What is Discovery?
Discovery is where we discover. It sounds trite but it’s true. Discovery is where we explore how government services might be presented online so that people can do what they need to do, without having to understand how government works.
I think the Discovery stage is one of the most important – but probably the least understood – in the whole design process. It can be tempting to jump in and just start building something, but before you do, you need to create a picture of what users need – not what you think they need.
We need to make sure that we have an accurate, human-centred (not project-centred) understanding of our users and what they want from us. For example, people don’t renew their passport because they want to, they renew because they have to so they can travel abroad or prove who they are. Understanding the context of why people are engaging with us helps us design better services.

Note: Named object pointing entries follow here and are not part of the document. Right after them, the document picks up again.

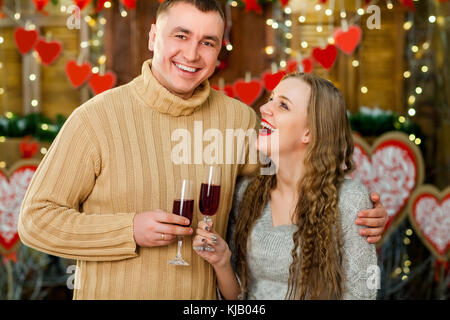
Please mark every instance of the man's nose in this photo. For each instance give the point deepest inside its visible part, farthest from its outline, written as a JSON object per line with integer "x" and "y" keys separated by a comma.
{"x": 191, "y": 52}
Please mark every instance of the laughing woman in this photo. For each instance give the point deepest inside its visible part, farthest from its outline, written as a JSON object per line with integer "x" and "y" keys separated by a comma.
{"x": 293, "y": 234}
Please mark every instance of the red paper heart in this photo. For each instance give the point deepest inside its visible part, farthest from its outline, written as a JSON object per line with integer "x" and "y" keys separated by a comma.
{"x": 430, "y": 216}
{"x": 292, "y": 65}
{"x": 12, "y": 192}
{"x": 102, "y": 83}
{"x": 40, "y": 4}
{"x": 82, "y": 3}
{"x": 326, "y": 57}
{"x": 77, "y": 74}
{"x": 28, "y": 149}
{"x": 228, "y": 90}
{"x": 130, "y": 4}
{"x": 252, "y": 5}
{"x": 271, "y": 80}
{"x": 48, "y": 51}
{"x": 100, "y": 5}
{"x": 394, "y": 168}
{"x": 25, "y": 39}
{"x": 348, "y": 40}
{"x": 248, "y": 92}
{"x": 308, "y": 65}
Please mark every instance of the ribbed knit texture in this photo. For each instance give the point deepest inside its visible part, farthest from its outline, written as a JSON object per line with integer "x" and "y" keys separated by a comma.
{"x": 111, "y": 160}
{"x": 269, "y": 248}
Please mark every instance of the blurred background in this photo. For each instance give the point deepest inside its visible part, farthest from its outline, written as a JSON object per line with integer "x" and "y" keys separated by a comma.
{"x": 389, "y": 58}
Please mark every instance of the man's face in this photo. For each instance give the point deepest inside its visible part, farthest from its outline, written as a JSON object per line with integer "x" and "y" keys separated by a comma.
{"x": 185, "y": 43}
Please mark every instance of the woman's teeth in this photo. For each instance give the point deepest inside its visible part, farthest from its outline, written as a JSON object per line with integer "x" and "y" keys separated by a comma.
{"x": 185, "y": 68}
{"x": 268, "y": 127}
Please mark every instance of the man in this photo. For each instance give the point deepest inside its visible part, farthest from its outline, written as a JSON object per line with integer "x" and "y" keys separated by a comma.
{"x": 96, "y": 193}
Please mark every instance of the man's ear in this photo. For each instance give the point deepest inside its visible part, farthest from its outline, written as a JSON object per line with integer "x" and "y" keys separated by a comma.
{"x": 306, "y": 138}
{"x": 152, "y": 37}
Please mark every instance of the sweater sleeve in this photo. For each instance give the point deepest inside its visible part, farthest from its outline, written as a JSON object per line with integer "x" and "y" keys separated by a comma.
{"x": 361, "y": 269}
{"x": 50, "y": 219}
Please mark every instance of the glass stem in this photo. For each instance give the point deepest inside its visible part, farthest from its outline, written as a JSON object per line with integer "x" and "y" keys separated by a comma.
{"x": 180, "y": 244}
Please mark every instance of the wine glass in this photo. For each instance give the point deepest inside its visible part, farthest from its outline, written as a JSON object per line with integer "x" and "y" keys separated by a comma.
{"x": 183, "y": 205}
{"x": 210, "y": 193}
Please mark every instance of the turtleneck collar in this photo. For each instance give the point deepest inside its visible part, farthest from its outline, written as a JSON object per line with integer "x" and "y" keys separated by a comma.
{"x": 154, "y": 95}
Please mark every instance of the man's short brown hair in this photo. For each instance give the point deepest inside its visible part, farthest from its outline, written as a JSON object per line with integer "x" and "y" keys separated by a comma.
{"x": 202, "y": 5}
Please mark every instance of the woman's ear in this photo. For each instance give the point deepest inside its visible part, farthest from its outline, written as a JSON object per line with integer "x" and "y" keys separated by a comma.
{"x": 306, "y": 138}
{"x": 152, "y": 37}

We recently completed a Discovery stage for the GOV.AU prototype. Here’s what we did to make sure we got our work off to a good start:
Focus on user research
Understanding your users is the most important thing in Discovery and will take the most effort. Make sure you have a full-time embedded user researcher in your team from day one – ideally someone who will stay with the project into Alpha – get out in the field with them as quickly as possible to meet and observe end users.
You should be doing mostly qualitative user research, and ideally in the context of use (their home or workplace for example). Don’t just gather together all the research that has ever been done before… this is useful, but it doesn’t take the place of your team doing hands on research.
Understand the big picture
Make sure you understand the wider context for your project - what is the actual thing that people are doing when they encounter your service (eg. they’re not just registering their company name, they’re starting a business). Pay attention to the role that others are playing in the user’s broader journey – these influencers might include other parts of government or commercial or charitable organisations.
You can make journey maps (based on real customer experiences, not ideal workflows), maps of user needs, Wardley maps, and maps of the service environment (this is a great example from the UK) Make sure that you don’t need domain knowledge or jargon to understand these maps, and you’ll create a great basis to ensure anyone working in or with the team can get a shared understanding quickly.
Don’t start designing just yet!
It’s tempting to start designing and building things quickly. That’s great, but try not to validate your early ideas too fast or before you’ve developed a good understanding of the problems and issues.
Remember, Discovery is for discovering, not validating. The time for designing and making things is Alpha, and that’s coming soon!
Leisa Reichelt is the Head of Service Design at the Digital Transformation Agency.